Das Wimmel-Denkmal im Kasseler Fürstengarten ist ein Einigungsdenkmal, das von dem Kasseler Bildhauer Karl Begas entworfen wurde. Der am 10. Mai 1898 eingeweihte Obelisk erinnert an die Deutsche Einigung von 1871. Benannt ist das Monument nach den Stiftern des Denkmals. Bis 1965 stand es zentral auf dem heutigen Brüder-Grimm-Platz am Tor zur Kasseler Innenstadt.

Beschreibung[Bearbeiten | Quelltext bearbeiten]

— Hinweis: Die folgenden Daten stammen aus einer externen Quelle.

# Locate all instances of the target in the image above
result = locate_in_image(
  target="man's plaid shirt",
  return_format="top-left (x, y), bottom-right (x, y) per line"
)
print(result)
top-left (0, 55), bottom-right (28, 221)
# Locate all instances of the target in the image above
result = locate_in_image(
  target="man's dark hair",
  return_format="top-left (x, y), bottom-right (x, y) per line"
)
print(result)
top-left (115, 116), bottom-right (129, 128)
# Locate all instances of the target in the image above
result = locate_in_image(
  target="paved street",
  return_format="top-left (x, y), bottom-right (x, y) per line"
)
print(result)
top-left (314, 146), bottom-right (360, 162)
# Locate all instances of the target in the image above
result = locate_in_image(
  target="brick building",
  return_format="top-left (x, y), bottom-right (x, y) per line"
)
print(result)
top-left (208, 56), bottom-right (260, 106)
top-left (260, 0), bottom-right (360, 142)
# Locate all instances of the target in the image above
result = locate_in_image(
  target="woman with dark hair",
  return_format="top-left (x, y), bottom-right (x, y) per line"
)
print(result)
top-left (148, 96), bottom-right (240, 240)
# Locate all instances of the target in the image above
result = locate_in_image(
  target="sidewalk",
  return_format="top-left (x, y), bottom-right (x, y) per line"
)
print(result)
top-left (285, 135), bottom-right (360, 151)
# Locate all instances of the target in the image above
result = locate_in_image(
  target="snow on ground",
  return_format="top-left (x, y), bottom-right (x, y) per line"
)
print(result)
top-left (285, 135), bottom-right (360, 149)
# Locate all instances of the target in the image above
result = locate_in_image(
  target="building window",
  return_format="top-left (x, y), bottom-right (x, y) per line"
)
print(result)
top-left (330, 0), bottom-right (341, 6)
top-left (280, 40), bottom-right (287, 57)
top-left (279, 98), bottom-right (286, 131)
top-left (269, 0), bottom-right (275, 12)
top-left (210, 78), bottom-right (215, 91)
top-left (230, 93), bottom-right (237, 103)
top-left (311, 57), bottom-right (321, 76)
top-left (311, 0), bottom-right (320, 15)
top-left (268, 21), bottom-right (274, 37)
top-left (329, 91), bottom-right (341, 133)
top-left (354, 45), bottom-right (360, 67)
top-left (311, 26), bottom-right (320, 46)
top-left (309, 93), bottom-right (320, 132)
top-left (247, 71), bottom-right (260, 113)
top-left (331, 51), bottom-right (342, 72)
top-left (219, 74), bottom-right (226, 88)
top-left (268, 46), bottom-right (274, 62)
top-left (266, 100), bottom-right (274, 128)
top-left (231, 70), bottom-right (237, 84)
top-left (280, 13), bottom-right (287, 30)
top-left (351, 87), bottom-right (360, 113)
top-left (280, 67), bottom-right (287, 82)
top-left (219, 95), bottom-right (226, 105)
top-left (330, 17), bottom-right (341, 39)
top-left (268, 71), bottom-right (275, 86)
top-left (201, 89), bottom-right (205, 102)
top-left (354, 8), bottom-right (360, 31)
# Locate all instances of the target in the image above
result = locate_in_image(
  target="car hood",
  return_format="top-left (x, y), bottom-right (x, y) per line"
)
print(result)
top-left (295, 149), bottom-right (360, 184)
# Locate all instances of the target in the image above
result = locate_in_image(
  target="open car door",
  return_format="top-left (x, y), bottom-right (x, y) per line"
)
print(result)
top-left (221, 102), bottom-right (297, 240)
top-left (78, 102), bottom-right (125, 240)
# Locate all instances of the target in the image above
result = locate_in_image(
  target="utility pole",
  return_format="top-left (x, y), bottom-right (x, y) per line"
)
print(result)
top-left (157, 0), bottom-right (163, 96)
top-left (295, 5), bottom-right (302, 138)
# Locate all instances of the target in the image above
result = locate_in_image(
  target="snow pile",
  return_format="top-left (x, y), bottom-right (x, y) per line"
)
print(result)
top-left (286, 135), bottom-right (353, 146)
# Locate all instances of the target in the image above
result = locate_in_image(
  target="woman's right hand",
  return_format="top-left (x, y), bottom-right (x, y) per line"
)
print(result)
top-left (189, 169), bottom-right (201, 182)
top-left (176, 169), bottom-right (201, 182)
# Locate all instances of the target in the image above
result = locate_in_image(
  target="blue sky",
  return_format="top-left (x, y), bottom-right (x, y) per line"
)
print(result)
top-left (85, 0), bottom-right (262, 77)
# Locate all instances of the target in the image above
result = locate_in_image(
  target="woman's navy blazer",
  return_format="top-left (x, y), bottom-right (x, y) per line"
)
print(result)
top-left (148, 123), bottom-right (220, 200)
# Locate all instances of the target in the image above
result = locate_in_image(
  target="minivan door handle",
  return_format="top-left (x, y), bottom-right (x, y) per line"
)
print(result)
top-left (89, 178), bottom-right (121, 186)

Das Denkmal mit einer Höhe von 12 Metern wird optisch durch den Obelisken aus Sandstein aus dem Teutoburger Wald bestimmt. Der unterste Stufe des Postaments besteht aus rotem schwedischen Granit. Darüber erhebt sich ein massiver Sockel aus schwarzem deutschem Granit, aus dem sich zwei Brunnenschalen entwickeln. Der rechteckige Mittelteil des Denkmals trägt drei runde Porträt-Medaillons aus Bronze. Mittig ist Kaiser Wilhelm I. dargestellt, seitlich angeordnet sind Helmuth von Moltke und Otto von Bismarck. Die Stufe des Sockels ist mit folgender Inschrift versehen: ZUR ERINNERUNG AN DIE / EINIGUNG DEUTSCHLANDS / 1870–1871.[1] Rückseitig sind die posthumen Stifter aufgeführt. Das Denkmal trägt vorne links eine Signatur des Bildhauers. Ursprünglich befanden sich am Postament des Denkmals zwei überlebensgroße Bronzeplastiken, die Muse Klio und ein nackter Jüngling, der das Relief des Kaisers mit einer Lorbeergirlande schmückte. Die 1942 im Zweiten Weltkrieg für Rüstungszwecke eingeschmolzenen Bronzeteile gelten als verloren. Lediglich die drei Medaillons wurden 1983 nach historischen Gipsvorlagen nachgegossen.[2]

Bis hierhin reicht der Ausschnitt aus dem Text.